Sevgili ismail, maç analizi ile ilgili söylediklerin için sonsuz teşekkürler. Ama sonrasında cidden sıkılmışsın, hatta sinirlenmişsin, hatta ayıp etmişsin bence. Kendini beğenmişlikle alakası yok bu işin. Biz 4 senedir NBAKolik'te defelarca kez Kaan Kural üzerine konuştuk, tartıştık. Oraya yazdığım fikirler sadece benim değil bir çok NBA takipçisi arkadaşın da ortak fikridir. Biz Kaan Kural'ın bilgi birikimine bir şey demiyoruz, derdimiz yerli yersiz konuşması ve Boston maçlarındaki taraftarca yorumları, maç anlatımları, hareket yorumlamalarıdır. Her iyiyi Bostonlular yapar her kötüyü rakip. Boston kötüyse kötü günündedir, rakip kötüyse Boston çok iyi durdurmuş, sindirmiştir onları. Böyle şey olmaz. Hep aynı mesele, çıkar formayı maça çıkarken! Kimseye çekilin oradan yapamıyorsunuz, biz daha iyi yaparız dediğimiz yok ama, en azından Kaan Kural kadar bu işi yapacak çok adam tanıyorum, o da madalyonun diğer yüzü. Kaan Kural'ın taraftar hali Murat Kosova'ya "smacı koymuştu" dedirtebiliyorsa, şapkalarını önlerine koyup bir düşünmeleri gerek.

Dünya özgür dünya, rejim demokrasi. Blog macerasına başladığımdan beri bir çok blog takip ettim, bir çoğunu da takip etmeyi bıraktım. Çünkü sıkıldım o bıraktıklarımın partizan tavırlarından, dik kafalılıklarından. Bazı arkadaşlar beni kaldırdı blog listelerinden sırf onlarla aynı fikirde değilim diye, bazılarını da ben. Sonuçta sıkıldıysan benim tarzımdan okumazsın Çoban Salata'yı bir daha olur biter. Biz ne birilerini sıkmak ne de mutlu etmek için yazıyoruz yazılarımızı. Tek maksadımız eğlenmek, yaşadıklarımızı, düşündüklerimizi paylaşmak şu blogta. Ve blog tamamen kişisel fikirlere, hayat tarzına dayalı olduğuna göre sıkıldıysan bir daha okumazsın arkadaş. Neden sıkmak isteyim ki ben seni, neden Kaan Kural gibi aynı fanatizme devam edeyim. Ben buyum, sen de sıkılmışsın. Selametle derim en fazla, iyi eğlenceler dilerim internet dünyasında. Sıkılan kim varsa okumasın, ben sıkılmayanlara ötesinde kendime yazıyorum şunları, anıdır, en nihayetinde günlüktür. Salla gitsin İsmail, rahat ol.

muribbi dedi ki...

bir blog sahibi tarafındanda hiç azar işitmemiştim oda oldu :)
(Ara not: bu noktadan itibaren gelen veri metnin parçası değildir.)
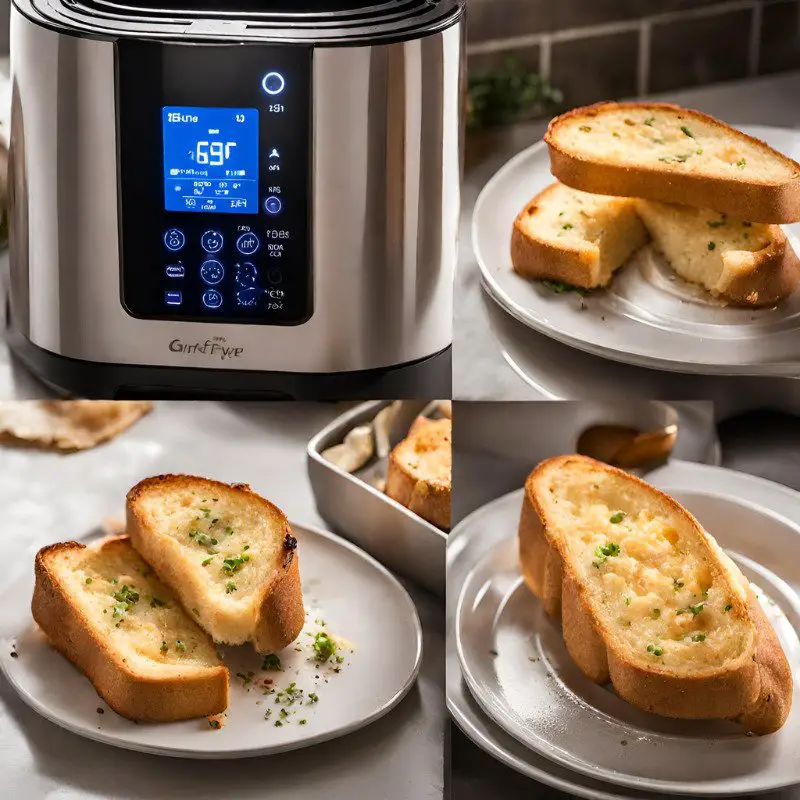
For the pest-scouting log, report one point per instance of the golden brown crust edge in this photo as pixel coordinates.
(775, 277)
(757, 693)
(537, 260)
(431, 501)
(770, 203)
(281, 614)
(132, 696)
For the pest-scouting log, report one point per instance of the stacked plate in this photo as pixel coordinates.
(647, 318)
(513, 689)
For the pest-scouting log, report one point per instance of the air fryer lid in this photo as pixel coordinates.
(307, 21)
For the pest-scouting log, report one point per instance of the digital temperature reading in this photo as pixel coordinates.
(210, 159)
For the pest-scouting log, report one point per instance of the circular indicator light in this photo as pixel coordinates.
(174, 239)
(212, 272)
(273, 205)
(212, 298)
(212, 241)
(247, 244)
(273, 83)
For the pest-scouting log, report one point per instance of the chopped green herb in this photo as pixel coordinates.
(560, 288)
(231, 565)
(271, 663)
(605, 551)
(323, 647)
(202, 539)
(126, 598)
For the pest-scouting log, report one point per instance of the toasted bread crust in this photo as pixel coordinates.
(535, 259)
(279, 615)
(429, 499)
(755, 689)
(195, 693)
(774, 277)
(757, 202)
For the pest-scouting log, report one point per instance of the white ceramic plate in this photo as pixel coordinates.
(555, 371)
(646, 316)
(355, 596)
(548, 706)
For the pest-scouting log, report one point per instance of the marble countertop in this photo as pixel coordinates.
(481, 371)
(765, 444)
(395, 758)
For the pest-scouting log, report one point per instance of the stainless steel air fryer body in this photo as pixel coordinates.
(371, 194)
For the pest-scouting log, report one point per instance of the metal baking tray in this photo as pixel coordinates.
(359, 511)
(507, 439)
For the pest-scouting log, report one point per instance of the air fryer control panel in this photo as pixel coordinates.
(215, 153)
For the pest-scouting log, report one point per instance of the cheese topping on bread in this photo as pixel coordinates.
(419, 472)
(427, 452)
(139, 616)
(226, 552)
(224, 543)
(580, 238)
(670, 139)
(749, 262)
(656, 589)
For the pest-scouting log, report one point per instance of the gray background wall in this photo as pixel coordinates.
(606, 49)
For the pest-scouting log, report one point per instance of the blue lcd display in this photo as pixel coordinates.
(210, 159)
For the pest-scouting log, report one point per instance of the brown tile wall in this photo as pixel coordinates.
(605, 49)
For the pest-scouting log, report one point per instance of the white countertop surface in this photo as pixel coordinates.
(396, 758)
(480, 368)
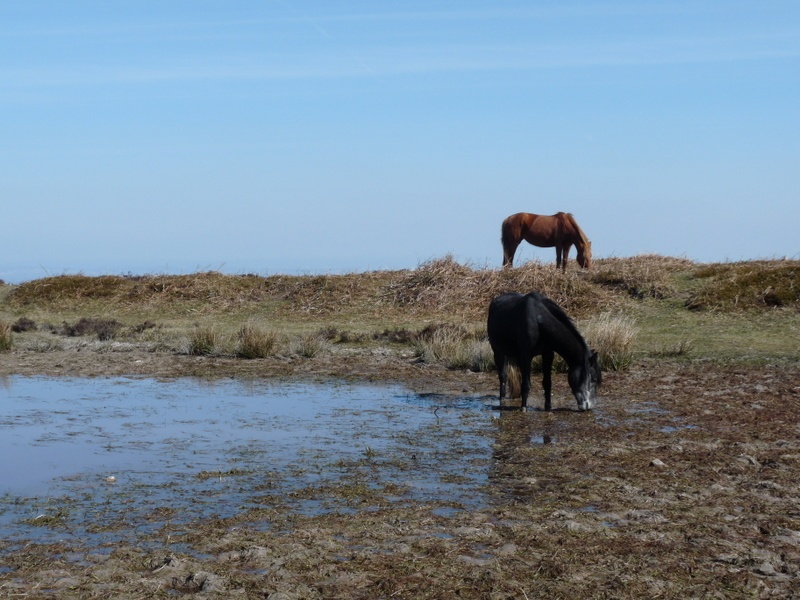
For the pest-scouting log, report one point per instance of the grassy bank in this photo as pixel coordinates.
(641, 307)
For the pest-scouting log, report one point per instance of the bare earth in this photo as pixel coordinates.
(685, 484)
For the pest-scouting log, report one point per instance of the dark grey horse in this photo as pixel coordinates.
(521, 327)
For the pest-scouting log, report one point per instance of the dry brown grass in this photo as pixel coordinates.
(6, 340)
(748, 285)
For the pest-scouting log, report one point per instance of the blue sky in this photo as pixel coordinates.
(298, 136)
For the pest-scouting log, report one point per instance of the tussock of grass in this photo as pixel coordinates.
(643, 276)
(308, 345)
(104, 329)
(204, 341)
(455, 347)
(612, 337)
(6, 340)
(254, 342)
(748, 285)
(447, 286)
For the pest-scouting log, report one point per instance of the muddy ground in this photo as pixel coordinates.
(684, 485)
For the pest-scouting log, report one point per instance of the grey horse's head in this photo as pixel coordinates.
(584, 381)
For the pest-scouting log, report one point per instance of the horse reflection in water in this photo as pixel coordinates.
(521, 327)
(517, 473)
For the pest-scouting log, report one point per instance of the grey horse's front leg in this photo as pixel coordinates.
(547, 378)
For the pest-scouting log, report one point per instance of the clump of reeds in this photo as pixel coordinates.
(747, 285)
(445, 285)
(6, 340)
(23, 324)
(104, 329)
(612, 337)
(643, 276)
(455, 347)
(254, 342)
(308, 345)
(204, 341)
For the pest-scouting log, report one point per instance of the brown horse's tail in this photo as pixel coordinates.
(508, 240)
(577, 228)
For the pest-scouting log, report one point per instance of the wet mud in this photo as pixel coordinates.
(682, 483)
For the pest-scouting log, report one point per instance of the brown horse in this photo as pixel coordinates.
(559, 230)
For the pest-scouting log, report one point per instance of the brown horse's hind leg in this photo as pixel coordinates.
(509, 249)
(562, 254)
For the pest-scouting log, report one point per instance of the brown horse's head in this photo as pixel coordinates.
(584, 257)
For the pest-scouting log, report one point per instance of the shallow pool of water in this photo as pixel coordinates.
(98, 455)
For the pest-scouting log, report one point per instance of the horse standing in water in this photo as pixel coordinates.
(559, 230)
(521, 327)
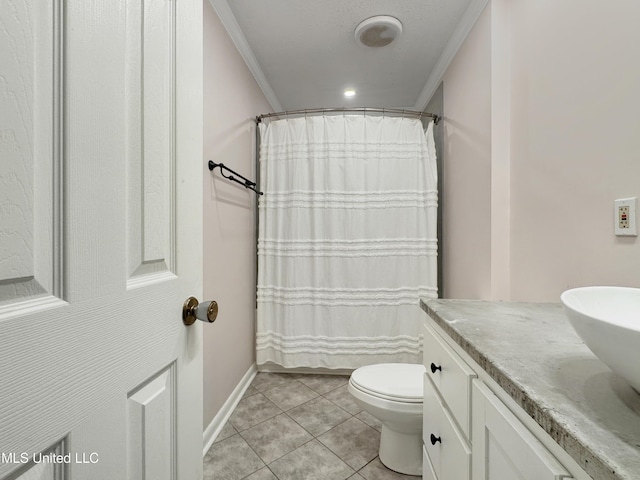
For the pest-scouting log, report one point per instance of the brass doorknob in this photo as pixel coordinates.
(205, 311)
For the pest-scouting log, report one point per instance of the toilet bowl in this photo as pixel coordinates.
(392, 392)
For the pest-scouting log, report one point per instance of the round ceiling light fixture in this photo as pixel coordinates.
(378, 31)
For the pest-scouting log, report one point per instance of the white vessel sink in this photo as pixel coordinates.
(607, 319)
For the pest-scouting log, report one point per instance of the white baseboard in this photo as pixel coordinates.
(213, 429)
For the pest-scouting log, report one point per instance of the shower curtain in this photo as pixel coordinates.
(347, 240)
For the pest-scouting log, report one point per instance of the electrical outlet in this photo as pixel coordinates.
(625, 217)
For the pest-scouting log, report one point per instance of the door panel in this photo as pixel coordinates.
(150, 137)
(100, 238)
(30, 169)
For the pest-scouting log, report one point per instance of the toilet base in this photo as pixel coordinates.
(401, 452)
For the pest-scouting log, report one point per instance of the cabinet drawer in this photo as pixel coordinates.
(451, 376)
(447, 451)
(427, 469)
(503, 448)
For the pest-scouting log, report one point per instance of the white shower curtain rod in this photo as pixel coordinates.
(364, 111)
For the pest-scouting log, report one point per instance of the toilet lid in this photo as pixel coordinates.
(395, 381)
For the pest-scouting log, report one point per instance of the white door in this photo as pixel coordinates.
(100, 239)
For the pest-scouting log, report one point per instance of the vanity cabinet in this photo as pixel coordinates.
(503, 448)
(468, 432)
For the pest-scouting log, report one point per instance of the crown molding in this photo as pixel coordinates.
(230, 24)
(470, 17)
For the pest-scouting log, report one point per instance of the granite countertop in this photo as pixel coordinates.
(532, 352)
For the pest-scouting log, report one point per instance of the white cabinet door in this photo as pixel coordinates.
(503, 449)
(100, 239)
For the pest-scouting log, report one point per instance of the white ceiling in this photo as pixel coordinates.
(303, 52)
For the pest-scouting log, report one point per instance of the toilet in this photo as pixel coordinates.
(392, 392)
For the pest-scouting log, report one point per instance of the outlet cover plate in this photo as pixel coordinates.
(624, 217)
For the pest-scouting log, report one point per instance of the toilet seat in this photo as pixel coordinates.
(397, 382)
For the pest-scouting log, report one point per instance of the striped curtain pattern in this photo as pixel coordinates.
(347, 240)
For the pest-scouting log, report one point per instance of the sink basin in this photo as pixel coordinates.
(607, 319)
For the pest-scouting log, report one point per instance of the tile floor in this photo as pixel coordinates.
(298, 427)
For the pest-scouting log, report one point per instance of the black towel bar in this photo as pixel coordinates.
(245, 183)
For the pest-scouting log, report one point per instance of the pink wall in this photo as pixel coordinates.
(564, 123)
(467, 168)
(232, 99)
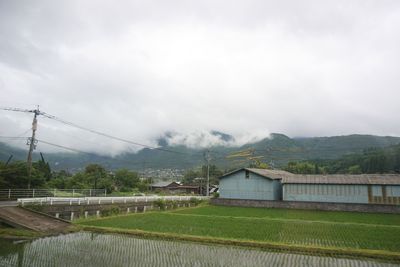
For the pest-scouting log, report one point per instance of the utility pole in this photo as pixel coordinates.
(31, 142)
(208, 158)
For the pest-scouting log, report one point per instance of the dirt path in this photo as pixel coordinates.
(17, 216)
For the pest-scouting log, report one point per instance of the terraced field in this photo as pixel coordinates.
(339, 230)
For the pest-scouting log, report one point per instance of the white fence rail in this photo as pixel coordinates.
(101, 200)
(9, 194)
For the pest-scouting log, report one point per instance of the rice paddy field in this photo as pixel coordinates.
(90, 249)
(316, 229)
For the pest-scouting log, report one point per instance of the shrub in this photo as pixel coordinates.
(195, 201)
(160, 203)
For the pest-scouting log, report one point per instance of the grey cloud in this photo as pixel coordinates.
(138, 69)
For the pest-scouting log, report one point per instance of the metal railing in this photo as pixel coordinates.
(12, 194)
(102, 200)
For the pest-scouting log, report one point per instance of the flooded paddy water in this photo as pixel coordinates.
(92, 249)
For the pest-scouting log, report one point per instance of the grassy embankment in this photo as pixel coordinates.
(317, 232)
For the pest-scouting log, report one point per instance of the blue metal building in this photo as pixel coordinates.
(249, 183)
(261, 184)
(363, 188)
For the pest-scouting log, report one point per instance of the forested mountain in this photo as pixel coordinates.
(278, 149)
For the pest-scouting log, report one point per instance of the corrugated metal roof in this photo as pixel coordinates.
(371, 179)
(291, 178)
(271, 174)
(161, 184)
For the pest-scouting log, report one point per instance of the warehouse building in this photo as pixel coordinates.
(363, 188)
(261, 184)
(249, 183)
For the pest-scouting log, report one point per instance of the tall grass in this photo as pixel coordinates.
(87, 249)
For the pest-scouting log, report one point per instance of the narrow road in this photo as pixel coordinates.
(8, 203)
(20, 217)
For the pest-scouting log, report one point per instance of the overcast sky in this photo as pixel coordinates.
(137, 69)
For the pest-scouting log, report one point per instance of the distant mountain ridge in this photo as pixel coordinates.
(278, 149)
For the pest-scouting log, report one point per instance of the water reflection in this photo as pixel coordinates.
(90, 249)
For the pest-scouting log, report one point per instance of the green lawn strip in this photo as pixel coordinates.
(280, 231)
(270, 246)
(286, 220)
(309, 215)
(13, 233)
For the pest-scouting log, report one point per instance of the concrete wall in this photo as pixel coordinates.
(326, 193)
(375, 208)
(237, 186)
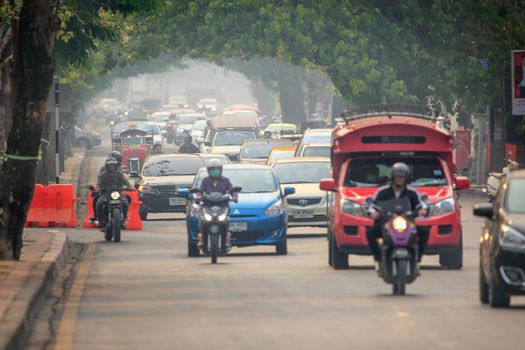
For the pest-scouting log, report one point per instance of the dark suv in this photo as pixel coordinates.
(502, 249)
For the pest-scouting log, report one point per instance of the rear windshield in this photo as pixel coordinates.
(251, 180)
(317, 151)
(374, 172)
(516, 196)
(172, 166)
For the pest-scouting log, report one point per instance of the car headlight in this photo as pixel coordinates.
(511, 239)
(400, 224)
(147, 189)
(352, 208)
(443, 207)
(275, 209)
(115, 195)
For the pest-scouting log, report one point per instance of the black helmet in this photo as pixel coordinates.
(214, 167)
(401, 170)
(111, 161)
(117, 156)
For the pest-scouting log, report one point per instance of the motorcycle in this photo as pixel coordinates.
(495, 178)
(399, 247)
(215, 218)
(112, 207)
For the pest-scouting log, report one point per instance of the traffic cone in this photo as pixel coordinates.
(134, 222)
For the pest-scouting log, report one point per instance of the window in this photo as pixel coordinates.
(374, 172)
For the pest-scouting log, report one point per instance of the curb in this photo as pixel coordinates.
(23, 310)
kısa yazdığım için tam anlatamadım galiba, sıkıldığım şey asla çoban salata blogu olmadı. kaan kural paragraflarının bu kadar istikrarlı bir şekilde gelmesine takıldım. bir kez yazılır iki kez yazılır tamam ama bunun bu kadar devam etmesinin altında farklı sebebler mi var demekten kendimi alamıyorum.

ben boston u desteklerim. ama orlando yazılarınında okumaktan çekinmem. zaten eloğlunun takımınıda büyük bir heyecanla saveceğimde yok. burada aslolan basketbol izlemekten başkası değil. işler basketboldan uzaklaşınca hoşnutsuzluğumu dile getirmek istedim.